We parked our rental car, a sprightly Chevy Sonic, in a lot off Highway 180. Bell Rock loomed in the near-distance, rising from the sage brush and crushed red-rock soil. To the right was Courthouse Rock, another natural formation that betrayed the handiwork of a master sculptor.
We checked our water bottles. We reapplied sunscreen. After months in the Northeast’s sunless desolation, our complexions were fluorescent-white. We had no melanin to protect us from Arizona’s beneficent brightness.
We followed the hiking path, empty at this hour, into the desert. Lizards darted before our footsteps. We stared at the face of Courthouse Rock, a rocky facade of footholds and ledges. Our son raced ahead, scampered up the facade’s footholds. He paused on ledge, smiled down at his water-bottle-toting, sunscreen-daubing parents. We were in the West. The sun shone. The blue sky, brushstroked with cumulous clouds, unfurled before us. We were free.

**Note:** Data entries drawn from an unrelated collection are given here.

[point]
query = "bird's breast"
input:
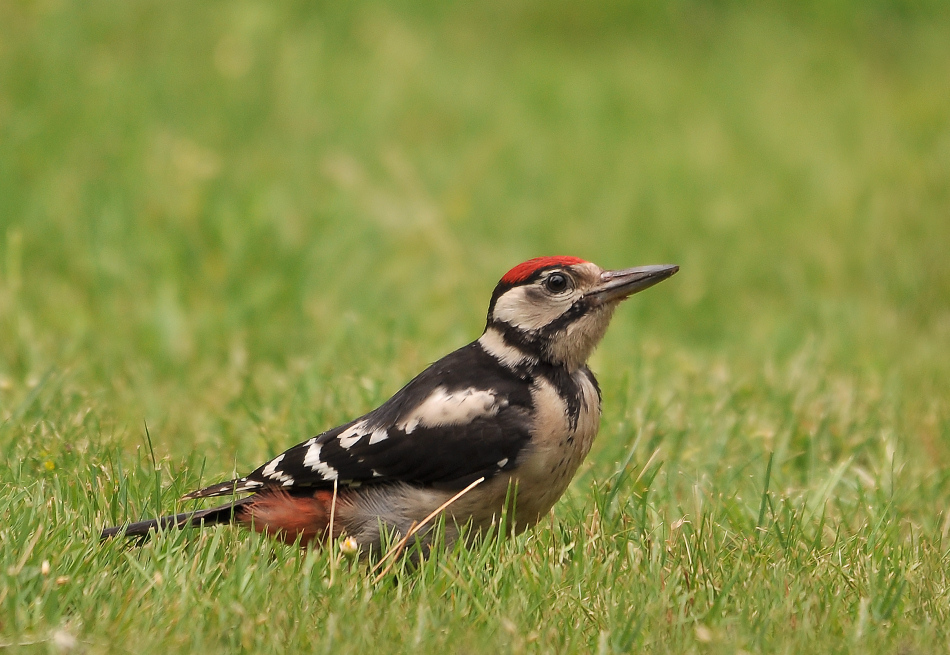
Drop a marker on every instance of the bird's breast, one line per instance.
(566, 420)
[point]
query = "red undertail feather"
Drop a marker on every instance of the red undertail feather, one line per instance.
(286, 517)
(524, 270)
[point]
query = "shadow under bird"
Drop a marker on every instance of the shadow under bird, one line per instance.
(516, 409)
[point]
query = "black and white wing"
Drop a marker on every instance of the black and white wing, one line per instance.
(438, 430)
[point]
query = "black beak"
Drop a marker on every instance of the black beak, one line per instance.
(617, 285)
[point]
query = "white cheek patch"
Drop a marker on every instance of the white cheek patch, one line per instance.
(515, 307)
(455, 408)
(495, 345)
(313, 461)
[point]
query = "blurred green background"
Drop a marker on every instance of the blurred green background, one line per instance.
(190, 186)
(242, 222)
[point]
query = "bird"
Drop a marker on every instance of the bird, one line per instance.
(500, 424)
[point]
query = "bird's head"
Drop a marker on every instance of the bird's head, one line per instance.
(556, 309)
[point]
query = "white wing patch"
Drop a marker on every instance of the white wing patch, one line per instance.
(455, 408)
(312, 459)
(351, 435)
(270, 471)
(378, 435)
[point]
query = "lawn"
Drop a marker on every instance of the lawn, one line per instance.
(228, 226)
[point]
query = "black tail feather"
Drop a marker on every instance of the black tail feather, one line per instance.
(210, 516)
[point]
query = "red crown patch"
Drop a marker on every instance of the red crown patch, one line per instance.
(526, 269)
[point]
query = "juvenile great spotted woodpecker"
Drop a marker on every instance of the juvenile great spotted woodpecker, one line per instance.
(516, 409)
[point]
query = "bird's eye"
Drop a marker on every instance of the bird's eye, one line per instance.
(557, 283)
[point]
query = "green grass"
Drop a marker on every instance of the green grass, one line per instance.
(242, 223)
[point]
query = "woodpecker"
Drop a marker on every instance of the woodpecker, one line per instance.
(517, 409)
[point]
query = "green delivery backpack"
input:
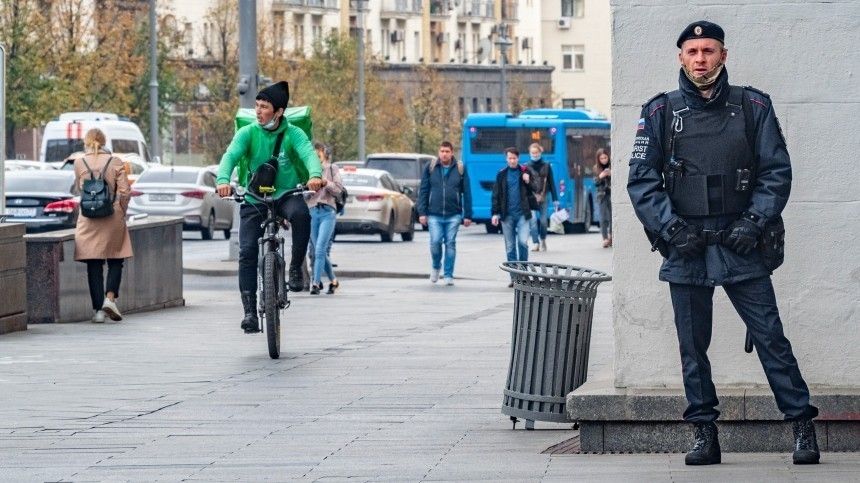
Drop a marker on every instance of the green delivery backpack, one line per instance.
(299, 116)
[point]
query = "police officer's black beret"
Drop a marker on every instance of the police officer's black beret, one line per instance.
(702, 29)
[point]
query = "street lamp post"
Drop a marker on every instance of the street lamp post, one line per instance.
(153, 82)
(360, 55)
(503, 42)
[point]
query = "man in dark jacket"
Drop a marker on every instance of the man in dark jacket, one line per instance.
(512, 204)
(709, 176)
(444, 200)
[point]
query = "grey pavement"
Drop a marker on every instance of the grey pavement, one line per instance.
(390, 379)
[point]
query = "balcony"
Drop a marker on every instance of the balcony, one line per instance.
(400, 7)
(441, 8)
(282, 5)
(509, 10)
(476, 9)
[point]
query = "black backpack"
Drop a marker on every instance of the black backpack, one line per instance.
(96, 198)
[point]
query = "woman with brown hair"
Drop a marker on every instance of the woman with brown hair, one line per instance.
(603, 183)
(105, 238)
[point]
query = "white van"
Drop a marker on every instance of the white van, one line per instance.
(65, 135)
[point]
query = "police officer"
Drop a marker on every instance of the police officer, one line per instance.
(709, 174)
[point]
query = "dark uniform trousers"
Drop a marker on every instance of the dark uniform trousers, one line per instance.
(755, 302)
(293, 209)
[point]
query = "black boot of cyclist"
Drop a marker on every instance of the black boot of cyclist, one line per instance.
(250, 324)
(706, 450)
(296, 282)
(805, 444)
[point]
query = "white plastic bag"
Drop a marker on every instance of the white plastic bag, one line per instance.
(556, 221)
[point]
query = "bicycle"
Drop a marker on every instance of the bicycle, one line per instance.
(271, 268)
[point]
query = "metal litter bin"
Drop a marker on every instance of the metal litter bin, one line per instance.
(553, 310)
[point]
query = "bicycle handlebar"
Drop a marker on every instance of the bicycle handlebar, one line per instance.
(299, 189)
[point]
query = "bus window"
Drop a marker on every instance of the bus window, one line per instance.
(494, 140)
(582, 144)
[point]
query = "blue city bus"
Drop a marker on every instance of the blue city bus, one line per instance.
(570, 138)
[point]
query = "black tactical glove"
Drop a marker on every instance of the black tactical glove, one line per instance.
(686, 239)
(743, 234)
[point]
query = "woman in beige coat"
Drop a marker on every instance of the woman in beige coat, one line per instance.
(103, 239)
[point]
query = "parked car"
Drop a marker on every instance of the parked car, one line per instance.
(352, 162)
(17, 164)
(42, 199)
(183, 191)
(376, 204)
(405, 168)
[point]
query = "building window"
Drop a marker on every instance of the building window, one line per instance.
(572, 103)
(573, 8)
(573, 58)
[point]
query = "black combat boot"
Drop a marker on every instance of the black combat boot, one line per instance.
(706, 450)
(250, 324)
(805, 445)
(296, 282)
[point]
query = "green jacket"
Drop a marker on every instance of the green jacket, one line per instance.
(252, 146)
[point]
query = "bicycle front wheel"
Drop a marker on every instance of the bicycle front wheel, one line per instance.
(271, 267)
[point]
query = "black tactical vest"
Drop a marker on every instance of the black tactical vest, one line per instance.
(709, 170)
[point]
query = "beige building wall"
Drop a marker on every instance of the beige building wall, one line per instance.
(577, 41)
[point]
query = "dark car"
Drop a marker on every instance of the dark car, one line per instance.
(405, 168)
(41, 199)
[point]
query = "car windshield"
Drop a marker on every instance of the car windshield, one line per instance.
(60, 149)
(399, 168)
(167, 176)
(39, 182)
(351, 179)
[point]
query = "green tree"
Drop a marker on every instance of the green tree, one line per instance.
(28, 85)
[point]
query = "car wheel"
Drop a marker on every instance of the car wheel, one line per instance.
(388, 235)
(207, 231)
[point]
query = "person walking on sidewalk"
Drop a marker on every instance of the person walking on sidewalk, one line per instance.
(603, 182)
(323, 213)
(105, 238)
(545, 182)
(444, 201)
(271, 137)
(512, 204)
(709, 177)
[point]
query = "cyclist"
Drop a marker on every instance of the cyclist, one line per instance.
(252, 146)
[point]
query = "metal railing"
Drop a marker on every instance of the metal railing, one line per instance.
(509, 10)
(401, 6)
(476, 8)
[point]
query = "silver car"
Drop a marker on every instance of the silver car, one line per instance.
(183, 191)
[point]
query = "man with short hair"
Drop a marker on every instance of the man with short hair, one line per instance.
(444, 201)
(709, 177)
(252, 146)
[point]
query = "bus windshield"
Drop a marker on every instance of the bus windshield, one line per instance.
(494, 140)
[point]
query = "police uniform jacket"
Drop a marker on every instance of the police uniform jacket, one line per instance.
(770, 187)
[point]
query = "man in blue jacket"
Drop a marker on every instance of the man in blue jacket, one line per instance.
(709, 177)
(444, 200)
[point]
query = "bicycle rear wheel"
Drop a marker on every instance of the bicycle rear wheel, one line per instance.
(271, 267)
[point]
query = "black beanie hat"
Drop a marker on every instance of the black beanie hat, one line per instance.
(277, 94)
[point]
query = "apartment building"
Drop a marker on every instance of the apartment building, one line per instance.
(576, 38)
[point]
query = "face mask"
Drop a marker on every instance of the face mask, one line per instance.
(704, 82)
(269, 125)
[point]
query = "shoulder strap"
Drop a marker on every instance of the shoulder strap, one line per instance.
(84, 160)
(277, 149)
(104, 169)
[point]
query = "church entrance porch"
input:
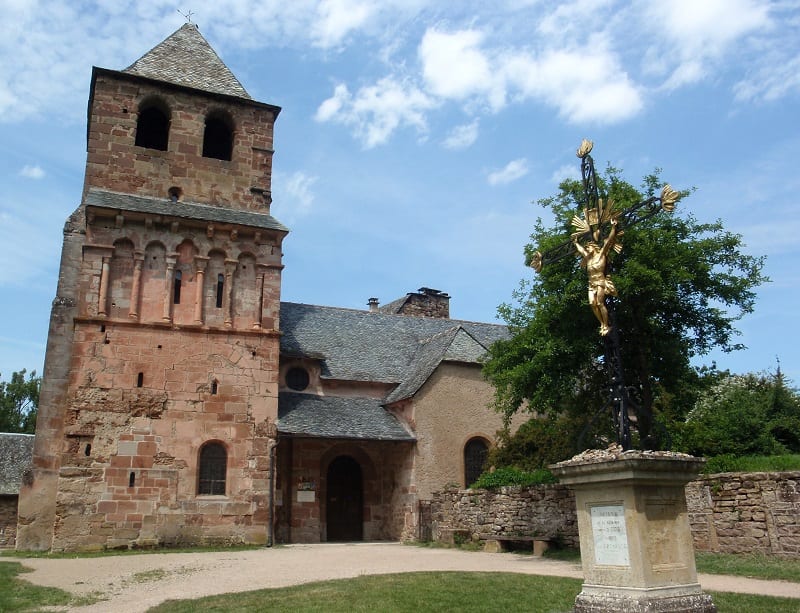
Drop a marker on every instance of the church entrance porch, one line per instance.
(344, 501)
(344, 490)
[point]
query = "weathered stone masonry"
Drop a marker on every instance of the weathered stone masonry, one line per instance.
(163, 335)
(728, 512)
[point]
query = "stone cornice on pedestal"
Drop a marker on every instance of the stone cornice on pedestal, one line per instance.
(615, 466)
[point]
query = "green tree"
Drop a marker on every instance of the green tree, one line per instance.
(19, 401)
(682, 285)
(744, 415)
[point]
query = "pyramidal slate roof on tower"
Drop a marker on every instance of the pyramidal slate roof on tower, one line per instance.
(185, 58)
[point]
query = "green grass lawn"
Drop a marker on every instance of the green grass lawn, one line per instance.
(417, 592)
(16, 594)
(440, 591)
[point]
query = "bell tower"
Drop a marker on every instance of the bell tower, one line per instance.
(159, 398)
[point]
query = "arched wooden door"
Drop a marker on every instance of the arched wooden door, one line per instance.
(345, 500)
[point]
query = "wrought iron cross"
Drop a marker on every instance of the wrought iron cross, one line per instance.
(595, 235)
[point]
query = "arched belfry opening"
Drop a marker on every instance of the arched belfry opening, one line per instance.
(218, 136)
(345, 500)
(152, 126)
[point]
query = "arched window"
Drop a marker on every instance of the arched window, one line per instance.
(218, 137)
(475, 452)
(152, 127)
(213, 466)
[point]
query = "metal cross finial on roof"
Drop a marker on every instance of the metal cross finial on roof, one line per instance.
(595, 235)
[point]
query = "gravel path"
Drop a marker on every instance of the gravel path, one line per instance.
(137, 582)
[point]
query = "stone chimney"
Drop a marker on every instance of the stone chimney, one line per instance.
(425, 302)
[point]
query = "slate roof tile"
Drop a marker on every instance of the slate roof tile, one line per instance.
(338, 417)
(184, 210)
(185, 58)
(367, 346)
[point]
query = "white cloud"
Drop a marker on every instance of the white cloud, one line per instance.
(297, 190)
(453, 65)
(585, 85)
(338, 18)
(32, 172)
(376, 111)
(462, 136)
(567, 171)
(515, 169)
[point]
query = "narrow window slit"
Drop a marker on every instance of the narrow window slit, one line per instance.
(220, 288)
(176, 294)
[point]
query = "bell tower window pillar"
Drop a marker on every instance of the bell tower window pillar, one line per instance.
(227, 297)
(136, 284)
(169, 282)
(200, 263)
(102, 307)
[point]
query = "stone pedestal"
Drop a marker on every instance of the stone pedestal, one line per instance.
(636, 545)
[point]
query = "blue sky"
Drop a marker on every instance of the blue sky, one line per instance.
(416, 137)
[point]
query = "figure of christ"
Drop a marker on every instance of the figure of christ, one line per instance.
(594, 258)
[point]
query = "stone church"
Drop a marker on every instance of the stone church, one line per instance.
(182, 401)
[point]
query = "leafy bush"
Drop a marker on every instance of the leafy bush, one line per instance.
(729, 463)
(744, 415)
(539, 442)
(511, 475)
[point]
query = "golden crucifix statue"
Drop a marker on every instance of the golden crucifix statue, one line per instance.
(594, 260)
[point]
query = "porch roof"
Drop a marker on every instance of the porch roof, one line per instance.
(338, 417)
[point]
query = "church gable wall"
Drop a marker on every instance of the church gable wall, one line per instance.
(451, 408)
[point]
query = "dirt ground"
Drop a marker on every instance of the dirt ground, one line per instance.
(137, 582)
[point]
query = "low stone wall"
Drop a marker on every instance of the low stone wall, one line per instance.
(547, 511)
(746, 512)
(8, 521)
(728, 513)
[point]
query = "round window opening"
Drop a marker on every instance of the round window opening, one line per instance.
(297, 379)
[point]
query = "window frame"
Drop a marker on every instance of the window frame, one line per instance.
(210, 467)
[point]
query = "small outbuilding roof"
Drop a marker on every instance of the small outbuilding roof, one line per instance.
(16, 454)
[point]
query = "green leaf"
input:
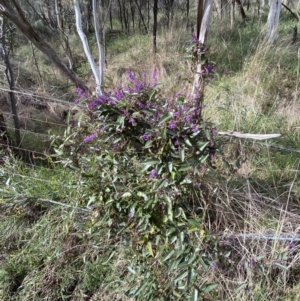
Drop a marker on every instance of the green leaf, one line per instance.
(208, 287)
(240, 287)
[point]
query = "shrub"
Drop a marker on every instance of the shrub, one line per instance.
(143, 161)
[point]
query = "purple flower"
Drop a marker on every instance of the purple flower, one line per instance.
(291, 245)
(131, 76)
(102, 99)
(132, 121)
(92, 105)
(81, 92)
(153, 173)
(146, 136)
(154, 79)
(214, 131)
(214, 264)
(195, 38)
(138, 86)
(119, 94)
(172, 125)
(90, 138)
(209, 68)
(198, 185)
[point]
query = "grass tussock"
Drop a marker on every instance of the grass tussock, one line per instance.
(60, 241)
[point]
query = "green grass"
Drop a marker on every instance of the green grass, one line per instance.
(57, 251)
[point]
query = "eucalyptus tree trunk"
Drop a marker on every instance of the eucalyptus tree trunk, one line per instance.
(141, 16)
(155, 10)
(12, 11)
(11, 82)
(203, 23)
(98, 73)
(273, 20)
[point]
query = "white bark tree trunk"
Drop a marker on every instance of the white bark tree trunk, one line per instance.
(273, 20)
(198, 85)
(84, 41)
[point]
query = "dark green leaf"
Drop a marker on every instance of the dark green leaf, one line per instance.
(208, 287)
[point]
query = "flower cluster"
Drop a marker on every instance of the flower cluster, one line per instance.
(135, 119)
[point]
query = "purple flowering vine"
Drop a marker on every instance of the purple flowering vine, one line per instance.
(90, 138)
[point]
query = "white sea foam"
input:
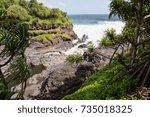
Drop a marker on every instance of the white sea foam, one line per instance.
(95, 33)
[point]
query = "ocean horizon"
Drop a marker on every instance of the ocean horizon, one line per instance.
(92, 18)
(94, 26)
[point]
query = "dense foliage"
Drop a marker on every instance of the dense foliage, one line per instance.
(131, 68)
(31, 10)
(13, 68)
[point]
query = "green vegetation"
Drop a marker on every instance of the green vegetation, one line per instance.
(13, 42)
(129, 69)
(43, 37)
(91, 48)
(32, 11)
(17, 12)
(102, 85)
(74, 59)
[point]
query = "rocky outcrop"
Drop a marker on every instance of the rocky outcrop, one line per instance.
(57, 80)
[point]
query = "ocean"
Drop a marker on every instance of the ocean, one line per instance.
(94, 27)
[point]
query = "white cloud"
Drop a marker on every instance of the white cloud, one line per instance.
(62, 4)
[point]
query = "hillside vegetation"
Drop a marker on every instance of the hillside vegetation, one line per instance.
(127, 73)
(32, 11)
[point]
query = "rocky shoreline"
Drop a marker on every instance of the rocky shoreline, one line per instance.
(54, 78)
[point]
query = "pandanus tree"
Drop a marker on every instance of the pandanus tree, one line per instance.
(13, 68)
(136, 15)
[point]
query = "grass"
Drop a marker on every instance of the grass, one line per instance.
(97, 88)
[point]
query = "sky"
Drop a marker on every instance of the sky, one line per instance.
(79, 6)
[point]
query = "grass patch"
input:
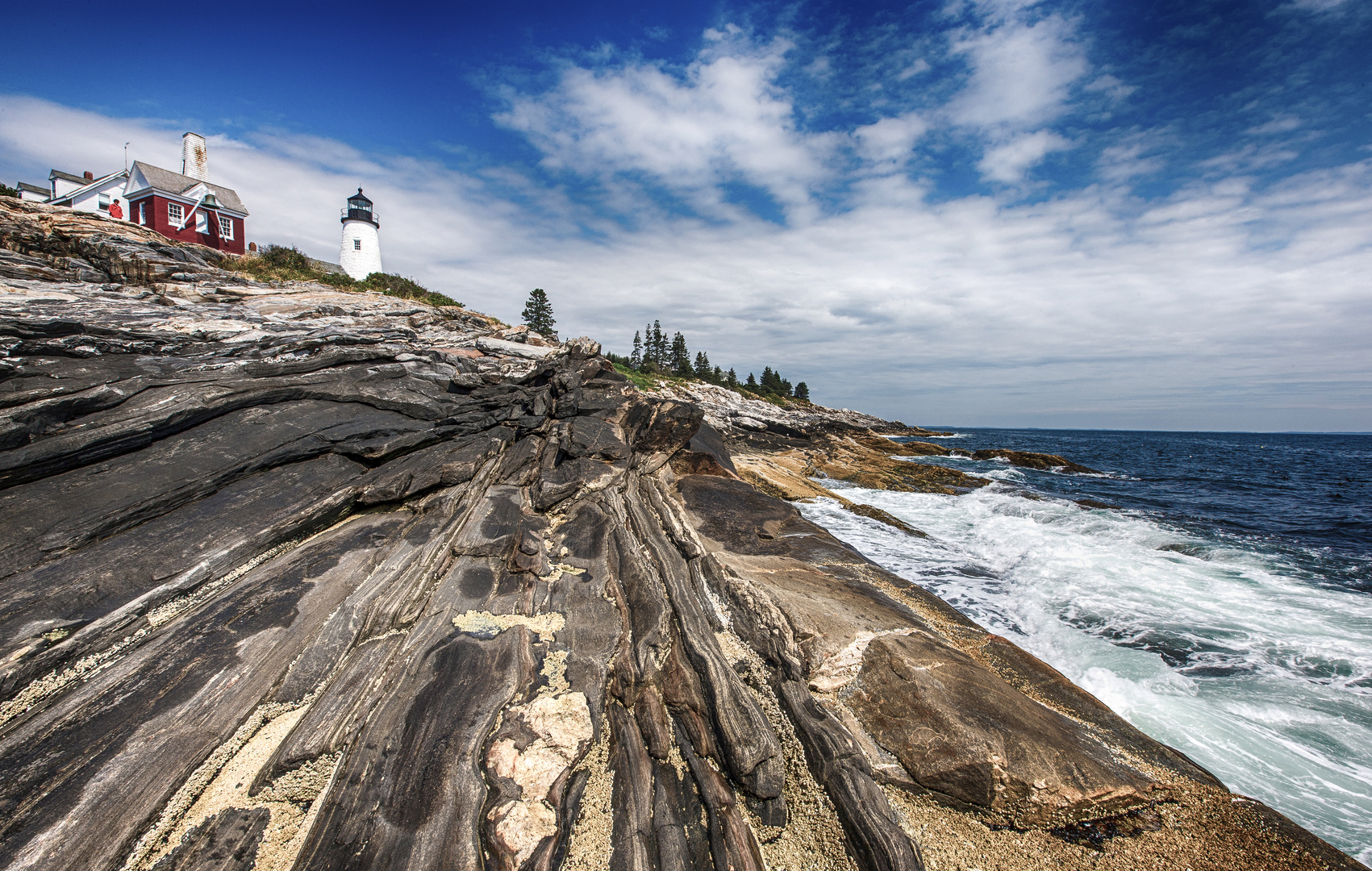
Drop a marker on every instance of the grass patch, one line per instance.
(638, 379)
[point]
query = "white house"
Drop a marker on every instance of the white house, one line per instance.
(92, 194)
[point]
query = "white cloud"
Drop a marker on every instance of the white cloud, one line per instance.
(1280, 123)
(890, 140)
(1021, 73)
(722, 117)
(1010, 160)
(1223, 306)
(1111, 87)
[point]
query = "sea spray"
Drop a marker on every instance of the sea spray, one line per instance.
(1232, 648)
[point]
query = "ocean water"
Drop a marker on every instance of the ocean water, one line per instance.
(1224, 606)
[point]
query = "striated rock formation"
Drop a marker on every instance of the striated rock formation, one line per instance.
(307, 579)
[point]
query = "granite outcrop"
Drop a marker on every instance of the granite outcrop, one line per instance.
(298, 577)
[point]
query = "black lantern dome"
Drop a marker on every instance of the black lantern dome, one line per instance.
(360, 209)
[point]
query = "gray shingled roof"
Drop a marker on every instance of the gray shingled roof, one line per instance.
(176, 183)
(80, 180)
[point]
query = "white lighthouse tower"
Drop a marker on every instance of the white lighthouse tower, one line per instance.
(360, 254)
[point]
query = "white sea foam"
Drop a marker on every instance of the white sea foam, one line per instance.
(1211, 646)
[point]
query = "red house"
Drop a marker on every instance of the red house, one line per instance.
(186, 207)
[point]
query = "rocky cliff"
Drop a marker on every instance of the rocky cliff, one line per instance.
(303, 579)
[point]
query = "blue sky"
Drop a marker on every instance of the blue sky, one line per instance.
(978, 213)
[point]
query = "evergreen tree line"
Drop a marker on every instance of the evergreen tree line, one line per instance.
(656, 354)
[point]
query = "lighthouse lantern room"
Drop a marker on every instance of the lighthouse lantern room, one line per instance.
(360, 252)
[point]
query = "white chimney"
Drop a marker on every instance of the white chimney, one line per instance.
(195, 160)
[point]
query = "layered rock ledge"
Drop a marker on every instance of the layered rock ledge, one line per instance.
(303, 579)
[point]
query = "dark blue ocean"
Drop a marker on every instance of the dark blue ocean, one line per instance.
(1223, 604)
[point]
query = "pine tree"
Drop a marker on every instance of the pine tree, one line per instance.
(703, 368)
(681, 357)
(538, 313)
(659, 346)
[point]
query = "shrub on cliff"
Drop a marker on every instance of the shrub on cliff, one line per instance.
(405, 289)
(280, 256)
(283, 264)
(538, 313)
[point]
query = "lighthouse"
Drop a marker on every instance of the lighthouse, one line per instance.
(361, 248)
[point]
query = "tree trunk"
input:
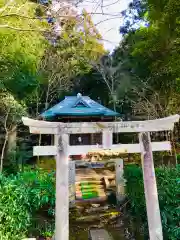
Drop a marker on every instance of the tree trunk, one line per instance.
(12, 139)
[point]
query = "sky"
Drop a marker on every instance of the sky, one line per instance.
(107, 18)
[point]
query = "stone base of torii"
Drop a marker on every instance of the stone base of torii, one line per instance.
(61, 150)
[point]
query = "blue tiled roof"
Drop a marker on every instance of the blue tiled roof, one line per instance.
(78, 106)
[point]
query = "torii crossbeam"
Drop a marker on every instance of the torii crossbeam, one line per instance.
(61, 149)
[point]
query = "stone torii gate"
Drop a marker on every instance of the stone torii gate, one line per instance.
(61, 150)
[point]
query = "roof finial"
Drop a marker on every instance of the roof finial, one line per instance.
(79, 95)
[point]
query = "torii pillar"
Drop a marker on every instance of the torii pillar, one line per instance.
(60, 150)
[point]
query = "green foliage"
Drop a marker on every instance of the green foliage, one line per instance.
(168, 180)
(20, 51)
(20, 198)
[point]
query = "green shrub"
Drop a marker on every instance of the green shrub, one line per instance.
(168, 184)
(20, 197)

Sedona is, by some New Age accounts, a locus of energy vortexes (not vortices) that promote improved mental and physical health. Bell Rock is among the most powerful of these vortexes, enhancing our masculine vitality, our feminine empathy, and the balance between the two. We hiked past juniper trees, which were plugged into the site’s spiritual power plant. I felt something between awe and gratitude. So much power, so much beauty.
A butterfly landed on my daughter’s shoulder. She allowed the creature to rest. Our son returned from his climb. We still had several miles to hike. Our shoes and socks were already caked with red dust, oxidized iron particles. The energy within us was strong. “Let’s see whether we can scale Courthouse Rock,” I said.